Categories of evidence
The U.S. Preventive Service Task Force categorizes medical evidence as follows:
- Level A: Recommendations are based on good and consistent scientific evidence.
- Level B: Recommendations are based on limited or inconsistent scientific evidence.
- Level C: Recommendations are based primarily on consensus and expert opinion.

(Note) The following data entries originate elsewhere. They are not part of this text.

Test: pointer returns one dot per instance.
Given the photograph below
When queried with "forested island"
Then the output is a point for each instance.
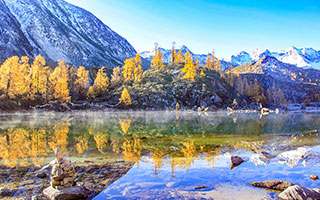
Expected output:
(28, 83)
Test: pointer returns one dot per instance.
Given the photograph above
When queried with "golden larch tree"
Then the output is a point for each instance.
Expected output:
(19, 77)
(59, 79)
(6, 74)
(82, 81)
(189, 68)
(39, 77)
(101, 83)
(137, 68)
(180, 56)
(128, 69)
(212, 63)
(174, 55)
(157, 62)
(115, 76)
(125, 98)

Criticism of evidence-based medicine
Critics of evidence-based medicine state that doctors were doing these things already, that good evidence is often deficient
in many areas, that lack of evidence and lack of benefit are not the same, and that the more data are pooled and aggregated the
more difficult it is to compare the patients in the studies with the patient in front of the doctor. i.e. EBM applies to
populations, not necessarily to individuals. In The limits of
evidence-based medicine (http://www.ncbi.nlm.nih.gov/entrez/query.fcgi?cmd=Retrieve&db=PubMed&list_uids=11728302&dopt=Abstract),
Tonelli argues that "the knowledge gained from clinical research does not directly answer the primary clinical question of what
is best for the patient at hand." Evidence-based medicine seems to them to discount the value of the case study.
Evidence-based medicine is quickly rising as the 'gold standard' for clinical practice and guidelines. The majority of current
medical and surgical practice, however, does not have a strong literature base supporting it. There are a number of reasons.

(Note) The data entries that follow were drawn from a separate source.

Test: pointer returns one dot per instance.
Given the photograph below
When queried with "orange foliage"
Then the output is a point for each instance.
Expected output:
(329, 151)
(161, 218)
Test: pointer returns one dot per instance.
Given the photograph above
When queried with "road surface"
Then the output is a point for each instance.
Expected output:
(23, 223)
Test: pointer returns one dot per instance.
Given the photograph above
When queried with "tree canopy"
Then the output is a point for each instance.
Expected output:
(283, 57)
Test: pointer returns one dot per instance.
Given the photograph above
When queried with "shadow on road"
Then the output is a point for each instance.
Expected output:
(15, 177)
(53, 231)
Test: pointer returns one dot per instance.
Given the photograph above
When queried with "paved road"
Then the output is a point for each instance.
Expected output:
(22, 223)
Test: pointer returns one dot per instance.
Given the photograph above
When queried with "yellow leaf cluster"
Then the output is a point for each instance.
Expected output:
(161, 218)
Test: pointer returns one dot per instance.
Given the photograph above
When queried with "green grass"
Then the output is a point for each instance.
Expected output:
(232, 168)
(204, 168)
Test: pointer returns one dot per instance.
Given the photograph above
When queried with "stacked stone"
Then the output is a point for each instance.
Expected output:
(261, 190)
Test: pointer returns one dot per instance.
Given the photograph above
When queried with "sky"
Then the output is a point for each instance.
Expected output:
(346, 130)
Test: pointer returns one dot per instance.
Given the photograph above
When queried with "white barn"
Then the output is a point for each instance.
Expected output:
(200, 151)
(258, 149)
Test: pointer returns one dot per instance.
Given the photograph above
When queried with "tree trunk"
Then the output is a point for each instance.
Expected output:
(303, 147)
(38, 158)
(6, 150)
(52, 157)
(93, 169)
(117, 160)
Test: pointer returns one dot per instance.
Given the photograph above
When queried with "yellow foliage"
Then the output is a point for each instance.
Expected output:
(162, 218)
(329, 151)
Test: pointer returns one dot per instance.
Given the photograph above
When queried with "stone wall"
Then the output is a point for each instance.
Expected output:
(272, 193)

First, in some cases, doing randomized controlled trials would be unethical--such as in open-heart surgery. Second, certain
groups have been historically marginalized (women, racial minorities, people with many co-morbid diseases) and thus the
literature is very sparse in areas that does not allow for generalizeability. Third, the types of trials considered 'gold
standard' (i.e. randomized double-blind placebo-controlled trials) are very expensive and thus funding sources play a role in
what gets investigated. For example, the government funds a large number preventive medicine studies trying to improve public
health as a whole, pharmaceutical companies fund studies to demonstrated efficacy and safety of particular drugs. Fourth, the
studies that make it into medical journals may not be representative of studies that are completed or may be misleading due to
conflicts of interest (i.e. publication bias).
[1] (http://www.ncbi.nlm.nih.gov/entrez/query.fcgi?cmd=Retrieve&db=pubmed&dopt=Abstract&list_uids=14748860&itool=iconabstr)

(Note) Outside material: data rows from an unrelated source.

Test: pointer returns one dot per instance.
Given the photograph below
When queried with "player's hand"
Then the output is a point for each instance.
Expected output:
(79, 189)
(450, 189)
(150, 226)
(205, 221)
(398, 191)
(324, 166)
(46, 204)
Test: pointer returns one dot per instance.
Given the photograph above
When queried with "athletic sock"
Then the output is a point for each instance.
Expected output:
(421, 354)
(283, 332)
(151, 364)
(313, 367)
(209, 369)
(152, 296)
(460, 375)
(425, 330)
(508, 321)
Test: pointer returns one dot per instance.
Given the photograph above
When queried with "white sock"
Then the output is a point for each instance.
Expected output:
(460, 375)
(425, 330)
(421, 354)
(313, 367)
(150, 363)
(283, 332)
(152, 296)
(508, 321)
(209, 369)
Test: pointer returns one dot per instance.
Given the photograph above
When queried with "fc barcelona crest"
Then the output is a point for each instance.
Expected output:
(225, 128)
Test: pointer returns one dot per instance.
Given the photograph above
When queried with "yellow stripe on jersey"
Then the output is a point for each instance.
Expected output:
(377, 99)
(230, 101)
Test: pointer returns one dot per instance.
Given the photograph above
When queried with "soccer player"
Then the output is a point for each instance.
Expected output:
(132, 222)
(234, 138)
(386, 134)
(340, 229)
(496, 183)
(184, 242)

Thus the array of evidence available on particular therapies may not be well-represented in the literature. Fifth, there is an
enormous range of quality of studies performed and it is difficult to generalize about results.
Large scale randomized control trials are extraordinarly useful for examining discrete interventions with defined medical
conditions involved. The more complex the patient population, the conditions, and the intervention, the more difficult it is to
tease apart effect from random variation. In this way, a number of null studies get published, either because there is
insufficient power to show difference, or because the groups are not well-enough 'controlled.'
The primary problem is that evidence-based medicine is most effective when testing the effectiveness of drugs and may not be appropriate for other forms of treatment, particularly those requiring the active
participation of the patient.
In America, evidence-based guidelines are used as the
basis for denying insurance coverage for treatments which are generally held by physicians to be effective, but for which
randomized, controlled trials have not yet been held.